Their next step is to review the content of their sessions, as some of their newer sessions have more interactive elements that they want to put into their older sessions. They also are going to start peer reviewing their presenters to ensure consistency and help everyone develop their skills.

(“Web 2.0 Untangled” was a day-long conference organised by CILIP’s UC&R BBO and CoFHE MidWest Circle, held at Wolfson College on the 24th November 2010. It featured 7 speakers on a variety of topics. I attended thanks to Oxford staff development funding. A condition of this funding is to write-up your experience of the session to pass around your colleagues in Oxford- which is what I'm doing here!)

Web 2.0 Untangled: Dr Eric Davies, Ethics and Law in Web 2.0

Peter’s talk (http://snipurl.com/web2untangled1) was followed by a talk by Dr Eric Davies (http://www.lboro.ac.uk/departments/dis/lisu/pages/staff/eric.html), introducing a note of caution to the day as he considered the ethical and legal implications of Web 2.0.

He started with an overview of Web 2.0 as an enabler; people collaborating, participating and sharing information; distributed co-creation (wikis etc); and dynamic content. He introduced the idea of Web 2.0 as a mutation, a move in society from mass consumerism to individual creation & consumption, with individuals empowered to publish. But with great power comes great responsibility…

He then got us looking at the many issues Web 2.0 raises:

  • Trust. Like Peter’s information literacy, a key question in Web 2.0 is how reliable is the content you can find in a world without peer-review?
  • Privacy. Obviously there are always issues about people’s privacy in Web 2.0 applications – look at the Google / Facebook issues that keep arising.
  • Identity. Conversely, people don’t like how anonymous Web 2.0 applications can be- how can we know that people are who they say they are? Grooming etc.
  • User control of contents. Collaboratively created information like Wikis leads to copyright headaches! Plagiarism is also an issue, it’s so easy to copy & paste with computers…
  • Public welfare. Not everyone can access Web 2.0 tools- disabled/dyslexic people may need special equipment, poor people may be the other side of the Digital Divide.
  • Unacceptable use. If anyone can publish anything, this can lead to obscenity, blasphemy, race hate, terrorism, leaking official / trade secrets, defamation & libel, advertising, pornography, flame wars, stalking, cyber-bullying, identity theft, DoS attacks, viruses, hacking, file sharing, spam… If your instititution is provide internet access or hosting Web 2.0 platforms, you could be responsible for what your users do!

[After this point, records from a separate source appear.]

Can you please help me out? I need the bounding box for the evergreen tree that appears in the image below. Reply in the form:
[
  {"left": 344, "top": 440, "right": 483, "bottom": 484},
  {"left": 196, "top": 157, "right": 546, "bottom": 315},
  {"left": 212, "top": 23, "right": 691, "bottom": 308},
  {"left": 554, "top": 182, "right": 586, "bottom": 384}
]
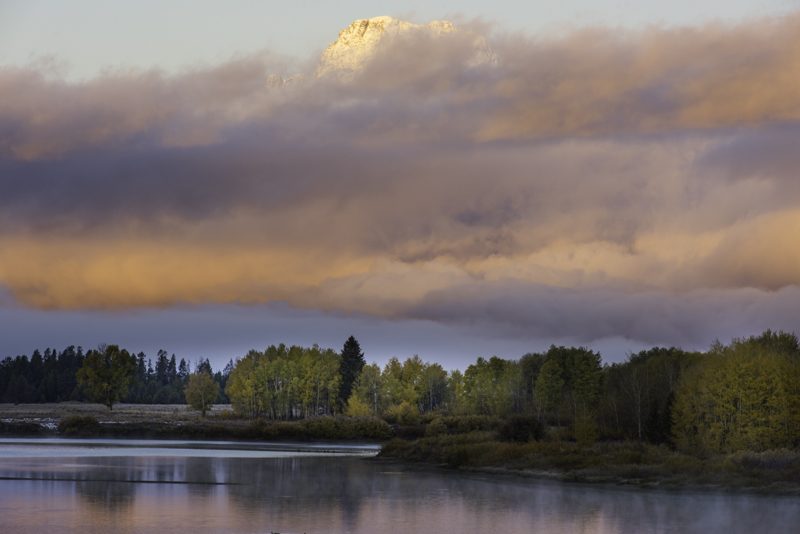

We then finally looked at how to manage Web 2.0 issues with legislation, codes of practice, good netiquette and acceptable use policies; as well as considering the difficult line to walk between enabling & regulating or content regulation & censorship.

(“Web 2.0 Untangled” was a day-long conference organised by CILIP’s UC&R BBO and CoFHE MidWest Circle, held at Wolfson College on the 24th November 2010. It featured 7 speakers on a variety of topics. I attended thanks to Oxford staff development funding. A condition of this funding is to write-up your experience of the session to pass around your colleagues in Oxford- which is what I'm doing here!)